By Chris Gray, Wednesday, Mar. 10 2010 @ 3:30PM
Seven years ago this week, the Dixie Chicks had the No. 1 country single in the U.S. with Bruce Robison's lump-raising "Travelin' Soldier." Meanwhile, in Washington, D.C., the Bush Administration was putting the finishing touches on its Iraqi invasion strategy, which prompted Chicks lead singer Natalie Maines to tell a London audience the evening of March 10, 2003, that "we're ashamed the President of the United States is from Texas."
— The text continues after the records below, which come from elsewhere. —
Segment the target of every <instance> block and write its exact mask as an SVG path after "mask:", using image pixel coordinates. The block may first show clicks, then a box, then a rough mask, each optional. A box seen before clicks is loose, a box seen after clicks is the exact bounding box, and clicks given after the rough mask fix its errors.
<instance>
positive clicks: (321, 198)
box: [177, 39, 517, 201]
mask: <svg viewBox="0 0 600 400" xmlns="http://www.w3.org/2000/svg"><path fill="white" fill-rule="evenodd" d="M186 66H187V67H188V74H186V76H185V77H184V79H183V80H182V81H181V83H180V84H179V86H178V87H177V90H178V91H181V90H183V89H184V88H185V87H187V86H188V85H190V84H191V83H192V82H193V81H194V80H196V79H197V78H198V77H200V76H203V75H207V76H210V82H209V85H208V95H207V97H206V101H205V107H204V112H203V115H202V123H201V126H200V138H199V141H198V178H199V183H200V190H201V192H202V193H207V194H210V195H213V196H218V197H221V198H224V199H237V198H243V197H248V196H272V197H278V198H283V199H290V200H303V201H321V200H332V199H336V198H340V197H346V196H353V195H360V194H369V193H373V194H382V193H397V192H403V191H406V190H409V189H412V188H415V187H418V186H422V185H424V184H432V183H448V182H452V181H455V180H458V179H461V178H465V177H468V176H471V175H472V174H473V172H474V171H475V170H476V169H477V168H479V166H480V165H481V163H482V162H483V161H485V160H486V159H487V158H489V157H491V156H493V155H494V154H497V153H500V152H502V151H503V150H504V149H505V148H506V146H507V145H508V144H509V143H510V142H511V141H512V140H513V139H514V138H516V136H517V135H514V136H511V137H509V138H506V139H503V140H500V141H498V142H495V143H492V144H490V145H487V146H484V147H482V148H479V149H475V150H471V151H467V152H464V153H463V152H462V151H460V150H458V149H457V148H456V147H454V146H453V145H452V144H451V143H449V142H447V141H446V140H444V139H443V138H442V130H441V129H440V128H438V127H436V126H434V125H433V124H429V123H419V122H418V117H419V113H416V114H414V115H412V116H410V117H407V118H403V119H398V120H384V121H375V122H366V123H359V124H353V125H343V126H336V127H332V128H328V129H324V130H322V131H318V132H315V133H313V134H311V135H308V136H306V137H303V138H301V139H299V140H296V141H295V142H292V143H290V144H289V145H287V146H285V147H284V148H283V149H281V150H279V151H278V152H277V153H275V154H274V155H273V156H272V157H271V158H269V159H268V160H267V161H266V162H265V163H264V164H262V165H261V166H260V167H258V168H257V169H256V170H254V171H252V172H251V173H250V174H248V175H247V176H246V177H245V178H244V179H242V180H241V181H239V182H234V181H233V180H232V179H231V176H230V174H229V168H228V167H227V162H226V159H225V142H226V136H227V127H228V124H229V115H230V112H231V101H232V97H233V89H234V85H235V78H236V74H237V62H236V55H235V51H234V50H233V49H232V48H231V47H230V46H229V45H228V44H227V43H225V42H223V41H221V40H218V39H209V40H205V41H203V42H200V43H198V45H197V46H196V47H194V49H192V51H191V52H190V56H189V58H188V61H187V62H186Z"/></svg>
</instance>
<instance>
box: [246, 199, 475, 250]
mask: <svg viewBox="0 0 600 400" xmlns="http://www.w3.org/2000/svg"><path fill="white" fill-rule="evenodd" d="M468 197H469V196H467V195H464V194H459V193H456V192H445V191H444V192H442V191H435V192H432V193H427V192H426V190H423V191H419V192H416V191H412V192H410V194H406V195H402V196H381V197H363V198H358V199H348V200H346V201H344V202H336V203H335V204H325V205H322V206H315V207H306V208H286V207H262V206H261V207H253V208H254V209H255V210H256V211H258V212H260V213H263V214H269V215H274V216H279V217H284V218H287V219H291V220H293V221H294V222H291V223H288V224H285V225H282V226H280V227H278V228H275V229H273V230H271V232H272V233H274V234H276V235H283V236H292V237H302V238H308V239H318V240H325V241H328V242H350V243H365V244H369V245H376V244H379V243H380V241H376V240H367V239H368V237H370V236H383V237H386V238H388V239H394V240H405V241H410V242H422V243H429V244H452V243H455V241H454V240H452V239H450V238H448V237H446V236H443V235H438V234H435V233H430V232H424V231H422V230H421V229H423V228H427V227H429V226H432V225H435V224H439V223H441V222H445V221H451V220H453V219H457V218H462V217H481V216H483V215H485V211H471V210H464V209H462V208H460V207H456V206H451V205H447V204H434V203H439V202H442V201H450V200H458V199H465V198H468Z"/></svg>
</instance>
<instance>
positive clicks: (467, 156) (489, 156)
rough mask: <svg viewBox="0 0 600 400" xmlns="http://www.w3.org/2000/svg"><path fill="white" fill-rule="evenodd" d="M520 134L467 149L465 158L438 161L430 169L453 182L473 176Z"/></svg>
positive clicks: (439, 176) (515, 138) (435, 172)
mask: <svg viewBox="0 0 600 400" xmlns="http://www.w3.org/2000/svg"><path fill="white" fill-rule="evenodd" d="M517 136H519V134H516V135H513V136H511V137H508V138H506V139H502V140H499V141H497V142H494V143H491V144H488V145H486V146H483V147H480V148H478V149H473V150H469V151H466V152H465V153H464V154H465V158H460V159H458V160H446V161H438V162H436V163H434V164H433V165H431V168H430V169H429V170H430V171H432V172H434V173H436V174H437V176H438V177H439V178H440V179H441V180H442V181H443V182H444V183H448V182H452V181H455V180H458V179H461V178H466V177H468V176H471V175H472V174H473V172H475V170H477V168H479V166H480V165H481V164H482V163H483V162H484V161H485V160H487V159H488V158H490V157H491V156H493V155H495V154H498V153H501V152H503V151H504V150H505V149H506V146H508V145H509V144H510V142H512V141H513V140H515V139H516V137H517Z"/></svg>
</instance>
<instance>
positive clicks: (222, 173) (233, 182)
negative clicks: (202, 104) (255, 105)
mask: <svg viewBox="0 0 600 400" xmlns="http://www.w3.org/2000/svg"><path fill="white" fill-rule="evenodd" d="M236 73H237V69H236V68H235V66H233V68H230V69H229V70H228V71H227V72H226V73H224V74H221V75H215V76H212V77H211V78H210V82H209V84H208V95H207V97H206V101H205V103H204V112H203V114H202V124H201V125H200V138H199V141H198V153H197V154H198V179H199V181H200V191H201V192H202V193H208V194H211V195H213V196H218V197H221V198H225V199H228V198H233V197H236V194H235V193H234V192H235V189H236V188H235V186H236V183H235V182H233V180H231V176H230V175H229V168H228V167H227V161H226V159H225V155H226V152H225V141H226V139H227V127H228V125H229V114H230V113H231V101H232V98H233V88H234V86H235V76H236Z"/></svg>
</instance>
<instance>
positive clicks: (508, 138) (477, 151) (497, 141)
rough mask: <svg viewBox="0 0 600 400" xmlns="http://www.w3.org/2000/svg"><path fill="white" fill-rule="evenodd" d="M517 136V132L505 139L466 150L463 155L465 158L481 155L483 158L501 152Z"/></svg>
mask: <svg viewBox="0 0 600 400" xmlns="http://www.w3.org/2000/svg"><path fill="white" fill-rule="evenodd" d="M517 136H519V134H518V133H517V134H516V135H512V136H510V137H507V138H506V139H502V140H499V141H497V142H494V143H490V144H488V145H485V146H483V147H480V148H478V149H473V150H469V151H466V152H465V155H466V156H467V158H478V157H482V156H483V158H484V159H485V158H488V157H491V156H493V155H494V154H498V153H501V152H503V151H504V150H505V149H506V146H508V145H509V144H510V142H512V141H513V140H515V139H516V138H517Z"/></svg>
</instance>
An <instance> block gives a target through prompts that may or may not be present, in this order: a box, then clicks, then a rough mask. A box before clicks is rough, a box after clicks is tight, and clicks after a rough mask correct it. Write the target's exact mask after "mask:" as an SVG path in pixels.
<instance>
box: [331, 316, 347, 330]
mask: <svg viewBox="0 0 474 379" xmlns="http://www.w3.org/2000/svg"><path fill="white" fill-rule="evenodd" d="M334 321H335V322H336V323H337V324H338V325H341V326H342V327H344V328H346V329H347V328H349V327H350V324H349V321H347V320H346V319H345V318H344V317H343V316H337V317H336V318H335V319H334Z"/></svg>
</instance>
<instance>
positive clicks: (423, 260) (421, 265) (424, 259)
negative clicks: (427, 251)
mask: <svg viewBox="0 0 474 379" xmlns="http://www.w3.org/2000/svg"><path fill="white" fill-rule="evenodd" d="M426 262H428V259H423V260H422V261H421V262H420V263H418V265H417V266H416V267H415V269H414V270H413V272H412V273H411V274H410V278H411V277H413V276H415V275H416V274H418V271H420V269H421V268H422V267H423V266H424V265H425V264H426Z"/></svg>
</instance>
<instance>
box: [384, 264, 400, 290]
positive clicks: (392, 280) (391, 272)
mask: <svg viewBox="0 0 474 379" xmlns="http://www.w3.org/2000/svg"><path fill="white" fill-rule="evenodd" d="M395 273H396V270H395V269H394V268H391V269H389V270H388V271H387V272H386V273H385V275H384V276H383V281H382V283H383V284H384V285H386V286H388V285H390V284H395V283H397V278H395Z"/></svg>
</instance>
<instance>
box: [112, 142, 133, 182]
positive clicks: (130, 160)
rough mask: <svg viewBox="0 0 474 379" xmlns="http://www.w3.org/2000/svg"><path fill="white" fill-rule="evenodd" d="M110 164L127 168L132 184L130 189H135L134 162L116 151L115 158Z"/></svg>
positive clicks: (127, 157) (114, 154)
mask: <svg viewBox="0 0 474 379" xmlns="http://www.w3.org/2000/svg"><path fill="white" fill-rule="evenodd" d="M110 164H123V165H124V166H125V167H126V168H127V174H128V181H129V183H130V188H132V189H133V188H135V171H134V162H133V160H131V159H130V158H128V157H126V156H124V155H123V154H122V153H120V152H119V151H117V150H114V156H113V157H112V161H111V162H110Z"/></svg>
Oops. Although lefties flocked to the Chicks' defense - some even admitting that hey, maybe their music wasn't so bad after all - several mainstream country stations, especially in the South, went from spinning "Soldier" once an hour to organizing anti-Chick rallies where DJs encouraged listeners to bring in CDs, posters and other paraphernalia to either be crushed by bulldozers or thrown on
Farenheit 451-like bonfires. In the Chicks' hometown of Dallas, they needed a police escort from the airport to American Airlines Center because someone called in a death threat against Maines.
The Chicks came back in 2006 with
Taking the Long Way, an album geared both in sound and marketing strategy toward NPR and adult-alternative listeners. Tickets never even went on sale for the planned Houston stop of the Chicks' subsequent Accidents & Accusations tour when no radio stations here would sell them advertising time. (Way to make us proud, assholes.)
Long Way won the 2007 Grammy for Album of the Year, with Maines' song about "The Incident" and its near-bloody aftermath, "Not Ready to Make Nice," taking both Record and Song of the Year.
Ever since, though, the Chicks have been in limbo. Sorry, "on hiatus."